Avec ses prix astronomiques, ses puissances démentielles et son châssis dépassé, le G-Wagen d’ancienne génération compte parmi les engins les plus insensés de ce début de siècle. Le plus drôle est qu’il s’agissait à l’origine d’un engin extrêmement rationnel, pensé par un constructeur aussi sérieux que Mercedes-Benz. Que s’est-il passé ?
Par Laurent Berreterot
Le moins que l’on puisse écrire est que les véhicules tout-terrain allemands de l’immédiat après-guerre n’ont rien de futile. Apparu en 1948, le premier Mercedes Unimog tient plutôt du tracteur routier, un peu à l’image du futur Cournil auvergnat. Quant à la Kübelwagen (ou « voiture bassine ») issue de la Coccinelle, il faut faire un effort d’imagination pour faire abstraction de sa finalité militaire, tout comme avec les DKW Munga et Volkswagen Iltis. Ce n’est qu’en 1969 que Mercedes-Benz projette une sorte de Land Rover teuton, mais là encore, à destination avant tout martiale. A l’initiative du projet, nous trouvons rien de moins que le Shah d’Iran. C’est alors un bon client de l’industrie militaire (il cherche à faire de l’ancienne Perse une grande puissance) et un gros actionnaire de la maison-mère de Mercedes, Daimler-Benz. Il commande l’étude d’un 4×4 léger avec, à la clé, un contrat mirifique de 20 000 véhicules. Sans grande expérience dans le domaine, Mercedes s’associe en 1971 avec le spécialiste autrichien des véhicules tout-terrain, Steyr-Daimler-Puch, bien connu pour ses tracteurs, son 4×4 léger Haflinger ou ses camions 4×4 et 6×6 Pinzgauer.
Les premiers prototypes roulent en 1974. Codé « W460 », l’engin est construit sur un robuste châssis échelle et deux essieux rigides, mais suspendus par des ressorts hélicoïdaux à grands débattements (comme sur le Range Rover).
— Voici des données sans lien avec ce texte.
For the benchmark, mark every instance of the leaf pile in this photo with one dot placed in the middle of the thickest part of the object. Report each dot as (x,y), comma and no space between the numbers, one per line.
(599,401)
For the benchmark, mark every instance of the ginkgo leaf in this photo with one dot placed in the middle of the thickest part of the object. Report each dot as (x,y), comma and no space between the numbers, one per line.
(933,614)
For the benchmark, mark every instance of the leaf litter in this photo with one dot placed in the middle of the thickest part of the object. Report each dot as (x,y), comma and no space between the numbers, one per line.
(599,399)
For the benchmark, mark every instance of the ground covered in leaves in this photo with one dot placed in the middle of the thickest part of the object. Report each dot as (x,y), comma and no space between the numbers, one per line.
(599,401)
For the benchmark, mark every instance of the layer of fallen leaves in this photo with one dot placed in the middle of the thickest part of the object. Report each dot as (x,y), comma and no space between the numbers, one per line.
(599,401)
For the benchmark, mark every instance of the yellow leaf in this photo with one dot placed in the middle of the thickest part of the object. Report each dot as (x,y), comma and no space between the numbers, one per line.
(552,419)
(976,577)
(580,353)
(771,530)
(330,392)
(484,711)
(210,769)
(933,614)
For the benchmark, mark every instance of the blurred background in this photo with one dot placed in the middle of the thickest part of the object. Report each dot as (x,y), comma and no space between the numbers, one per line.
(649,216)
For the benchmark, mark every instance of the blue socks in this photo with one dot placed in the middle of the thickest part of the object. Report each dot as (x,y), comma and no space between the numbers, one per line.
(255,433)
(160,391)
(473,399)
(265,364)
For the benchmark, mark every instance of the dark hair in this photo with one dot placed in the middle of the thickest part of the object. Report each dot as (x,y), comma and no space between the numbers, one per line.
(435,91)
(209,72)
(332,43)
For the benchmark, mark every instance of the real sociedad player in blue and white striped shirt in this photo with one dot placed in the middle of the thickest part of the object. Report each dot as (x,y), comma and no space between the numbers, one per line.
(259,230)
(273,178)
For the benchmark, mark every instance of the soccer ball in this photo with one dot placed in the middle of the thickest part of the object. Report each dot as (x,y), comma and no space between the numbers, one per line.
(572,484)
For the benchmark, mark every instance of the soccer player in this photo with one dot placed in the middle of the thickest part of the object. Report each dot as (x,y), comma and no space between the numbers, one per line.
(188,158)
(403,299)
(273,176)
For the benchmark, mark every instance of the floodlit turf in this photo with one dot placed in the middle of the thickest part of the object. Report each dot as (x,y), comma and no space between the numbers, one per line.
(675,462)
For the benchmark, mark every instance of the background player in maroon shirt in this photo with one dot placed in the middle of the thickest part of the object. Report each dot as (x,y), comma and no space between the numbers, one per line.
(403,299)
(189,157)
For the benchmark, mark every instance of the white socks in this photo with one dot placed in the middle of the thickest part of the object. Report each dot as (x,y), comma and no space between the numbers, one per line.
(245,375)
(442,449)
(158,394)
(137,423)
La transmission 4×4 non permanente permet de bloquer les différentiels avant et arrière séparément, un perfectionnement utile lorsque l’engin n’a plus qu’une seule roue d’adhérente. Un classique réducteur offre deux gammes de vitesses, lentes et rapides (d’où le deuxième levier sur la console). La carrosserie fonctionnelle, presque aussi haute (1,95 m) que large (1,70 m), fait fi de toute coquetterie esthétique : arêtes vives, vitrages plats, découpes grossières des fenêtres, charnières et soudures apparentes, etc. A la différence des premiers 4×4 huppés, Range Rover et Jeep Grand Wagoneer en tête, le beauté ne fait pas partie de son cahier des charges.
Initialement appelé Haflinger II (car il est autant un Steyr-Daimler-Puch qu’un Mercedes), le futur 4×4 prend son nom définitif de Gëlandewagen ou G-wagen (c’est-à-dire « véhicule tout terrain »). Sa fabrication débute début 1979 dans l’usine styrienne de Graz, agglomération de naissance d’un certain… Arnold Schwarzenegger. Manque de bol, au même moment, la chute du Shah d’Iran annule le contrat du siècle tandis que le marché à priori acquis de l’armée allemande est remporté en grande partie par le VW Iltis bien moins coûteux, du moins dans l’immédiat. D’où l’intérêt vital de la commercialisation aux particulier, sous la marque Mercedes-Benz ou Puch en Autriche et en Suisse. Le G-wagen se décline en deux longueurs : 3,95 m (break court et « bâché ») ou 4,40 m (break long et fourgon). Les moteurs, accouplés à une boîte manuelle à quatre rapports, proviennent des berlines W123, en 4-cylindres (230 G et 240 GD) comme en 6 (280 GE et 300 GD). Les teintes verdâtres ou jaunâtres, associées aux inénarrables tissus à carreaux, témoignent des tendances « lourdes » alors en vigueur chez Mercedes…La première commande militaire d’importance survient au pays d’un célèbre pilote Mercedes, l’Argentine, en 1980. A terme, le « G » séduira une quarantaine d’armées ou de forces de l’ordre dans le monde. Les français se souviennent bien entendu du Peugeot P4, hybride entre une caisse de G-wagen bâché court, des moteurs XN1/XD3 de 504/505 et une boîte de vitesses de 604. Produit à partir de 1981, on le reconnaît facilement à ses phares carrés de 104.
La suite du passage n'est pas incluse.